In our on premises deployment of Edge, we have two data centers ie DC-1 and DC-2.

In each data center, we have a master/slave Postgres server setup. Hence, in total we have four Postgres servers.

According to my understanding, all of the Postgres servers are in sync because

1) The MP's of one DC-1 sends analytics data to QPID.

2) The QPID a DC-1 , sends these analytics data to master postgress of DC-1 and it also send the data to QPID server of DC-2.

Same thing happens in other DC-2.

Kindly, let me know if my understanding is correct or wrong.

I was going through the link

http://docs.apigee.com/api-reference/latest/adding-data-center

and I found that our on-premises Postgres architecture is different from what is suggested by this link.

Thanks and Regards,

Gaurav Bhandari

1 6 2,127
6 REPLIES 6

Gaurav,

I presume you have a custom deployment which is configured with a Master->Slave pair in each datacenter. These are probably two independent databases which are being written from the same sources - the Analytics data pipeline, according to the flow you have described.

But there is no guarantee that the databases are synchronized, or share exactly the same data. The distinct Postgres databases can go out of sync due to multiple reasons. For example, if there is a Network Isolation for an extended period of time, then the queue that holds analytics data (Qpid) may fill, and may flush data. Once the networks are connected again, some data will be missing from the stream. Another possibility: one of the qpid's failed after one of the consumer consumed the message, but not the second consumer.

Today in the version of Postgres which ships in current Private Cloud (aka. OPDK), there is no easy mechanism to sync the data between two Postgres databases externally, without adding some custom auditing and syncing the deltas periodically.

Postgres 9.4.X supports Multi master (Master <-> Master) replication, but it's not in road map for OPDK, yet.

@bkrishnankutty

Thank you for your response.

Our Master-Master PG is always in sycn (Except for around 1000 transaction depending on the traffic). I do not know how they are in sync and hence I wanted to understand that.

Also, the documentation that APIGEE provided mentions Master in ONE DC and slave in other. But now where they have mention about Master-Slave PG in both the Data center.

What I am thinking is that one of the QPID Queue in One datacenter sends the Transaction Data to QPID of other data center and that's how PG are in SYNC.

I do not know if this argument provided is correct or not.

APIGEE team, can you please respond.

Thanks and Regards,

Gaurav Bhandari

@gbhandari

QPID from 2 DC wont automatically send data across. You would need to configure them that way. And enable replication one way or two way with master-master replication.

Replication between two PG has to be manually setup and that has nothing to do with Apigee. Neither is it automatic. It is an open source separate product and likewise replication is beyond apigee's scope. Someone from apigee can confirm this as well.

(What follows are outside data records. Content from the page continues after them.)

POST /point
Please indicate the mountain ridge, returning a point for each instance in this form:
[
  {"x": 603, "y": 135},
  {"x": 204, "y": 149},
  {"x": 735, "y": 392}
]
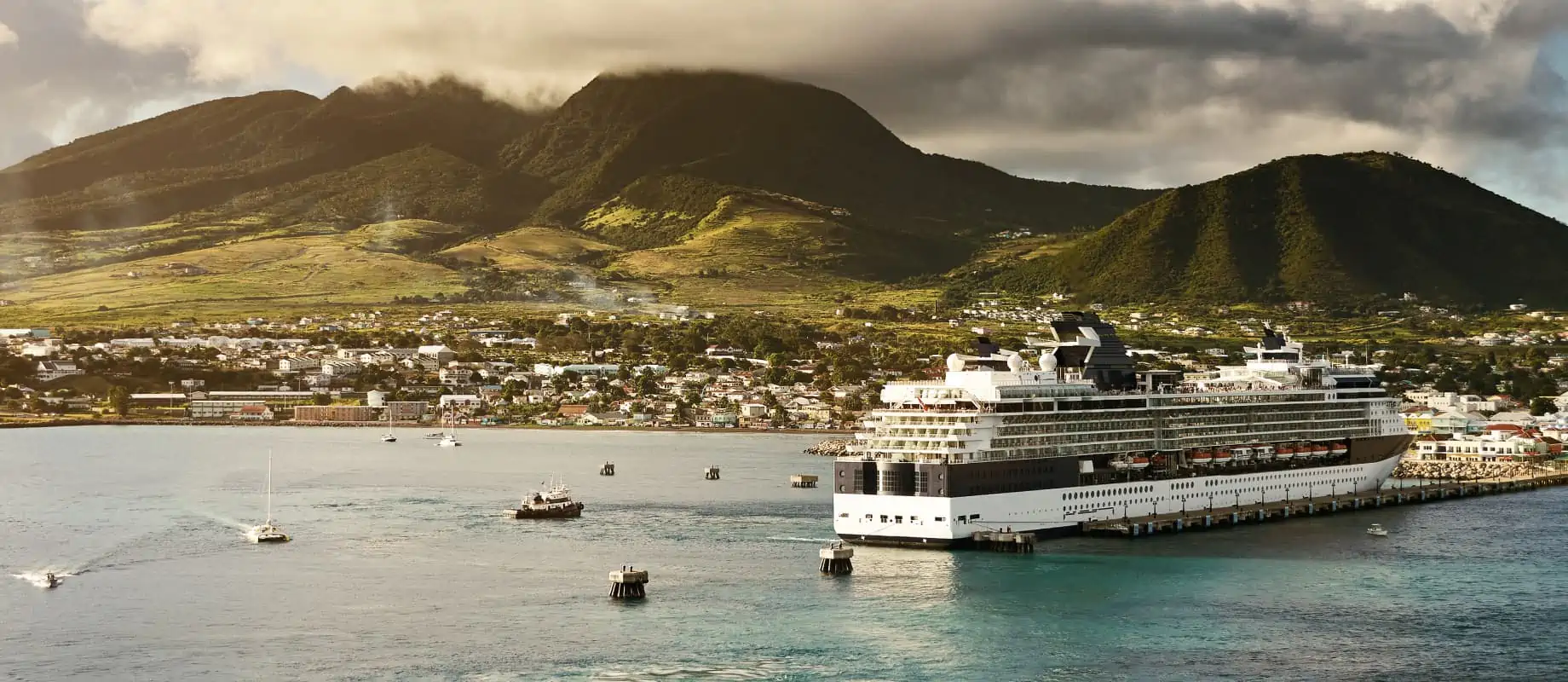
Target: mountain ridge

Alternatively you can use Pub/Sub to achieve the same task and no replication would be needed.

hi @Jason Bourne,

In our PROD Env, the Master-Mater PG are in sync and it is automatic. Hence wanted to know how was this setup done. (There is some delay of 1000 transctions.)

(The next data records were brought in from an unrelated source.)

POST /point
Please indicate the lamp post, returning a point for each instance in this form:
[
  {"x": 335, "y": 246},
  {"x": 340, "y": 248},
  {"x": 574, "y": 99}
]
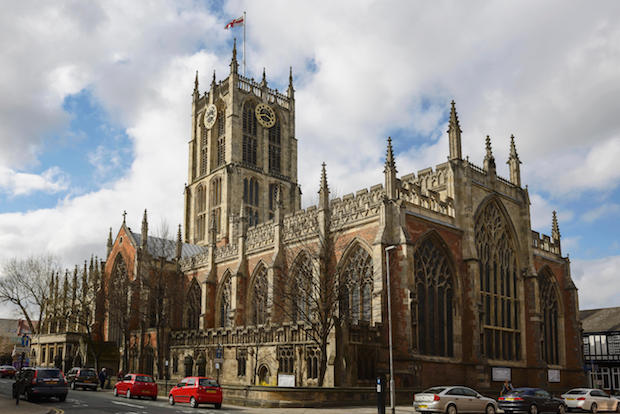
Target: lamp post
[{"x": 392, "y": 391}]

@gbhandari. I cannot answer how your PG has this setup. Simply put, If you stand up 2, 3 or "n" Number of PG's, they wont automagically just start talking to each other. There are various topologies/relationships that needs to be first architected and then implemented. So, someone must have done all this for your environment.

Moreover, since you say this is PROD, it would be hard to fathom an open firewall organization. Which in turn means you would have to create physical firewall rules to enable connectivity between all nodes of PG and other components.

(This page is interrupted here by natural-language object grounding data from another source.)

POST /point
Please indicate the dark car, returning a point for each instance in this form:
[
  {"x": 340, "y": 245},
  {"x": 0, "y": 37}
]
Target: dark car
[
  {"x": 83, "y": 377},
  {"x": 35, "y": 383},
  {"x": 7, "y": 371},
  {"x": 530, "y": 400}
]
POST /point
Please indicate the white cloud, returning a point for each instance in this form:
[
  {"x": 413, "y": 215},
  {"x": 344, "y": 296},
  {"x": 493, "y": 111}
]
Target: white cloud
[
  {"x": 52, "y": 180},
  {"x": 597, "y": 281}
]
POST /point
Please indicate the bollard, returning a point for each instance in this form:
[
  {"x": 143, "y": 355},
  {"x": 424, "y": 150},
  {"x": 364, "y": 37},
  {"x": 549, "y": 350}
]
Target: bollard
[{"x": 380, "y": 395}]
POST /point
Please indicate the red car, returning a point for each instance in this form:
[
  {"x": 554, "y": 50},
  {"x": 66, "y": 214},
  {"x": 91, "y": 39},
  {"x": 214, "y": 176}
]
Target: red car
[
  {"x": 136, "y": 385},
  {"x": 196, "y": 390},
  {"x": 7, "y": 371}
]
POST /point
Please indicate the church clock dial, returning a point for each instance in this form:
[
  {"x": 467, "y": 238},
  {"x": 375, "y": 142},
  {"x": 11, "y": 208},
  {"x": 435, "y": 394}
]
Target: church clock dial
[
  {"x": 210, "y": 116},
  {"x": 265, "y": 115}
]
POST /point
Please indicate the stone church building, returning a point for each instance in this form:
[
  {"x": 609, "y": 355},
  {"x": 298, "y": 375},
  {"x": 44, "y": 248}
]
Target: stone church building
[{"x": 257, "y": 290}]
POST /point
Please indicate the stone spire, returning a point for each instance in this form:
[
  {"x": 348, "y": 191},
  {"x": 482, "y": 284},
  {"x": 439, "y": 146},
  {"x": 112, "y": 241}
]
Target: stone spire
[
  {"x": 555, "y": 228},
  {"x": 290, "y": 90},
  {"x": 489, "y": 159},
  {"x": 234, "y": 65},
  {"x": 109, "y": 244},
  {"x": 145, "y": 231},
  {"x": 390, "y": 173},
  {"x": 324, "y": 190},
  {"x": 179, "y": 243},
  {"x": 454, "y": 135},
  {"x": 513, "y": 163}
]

All of this just cannot happen on its own.

So to answer your overall q. You would need to go back to whosover stood up this environment for you to answer this.

Not applicable
@gbhandari

Not sure if you are still looking for a response. But we have implemented a master->standby setup for PG while making the master take all the analytics data. Meaning, only one write while all reads

Please refer to install guide "Set up Master-Standby Replication for Postgres" on how to set this up.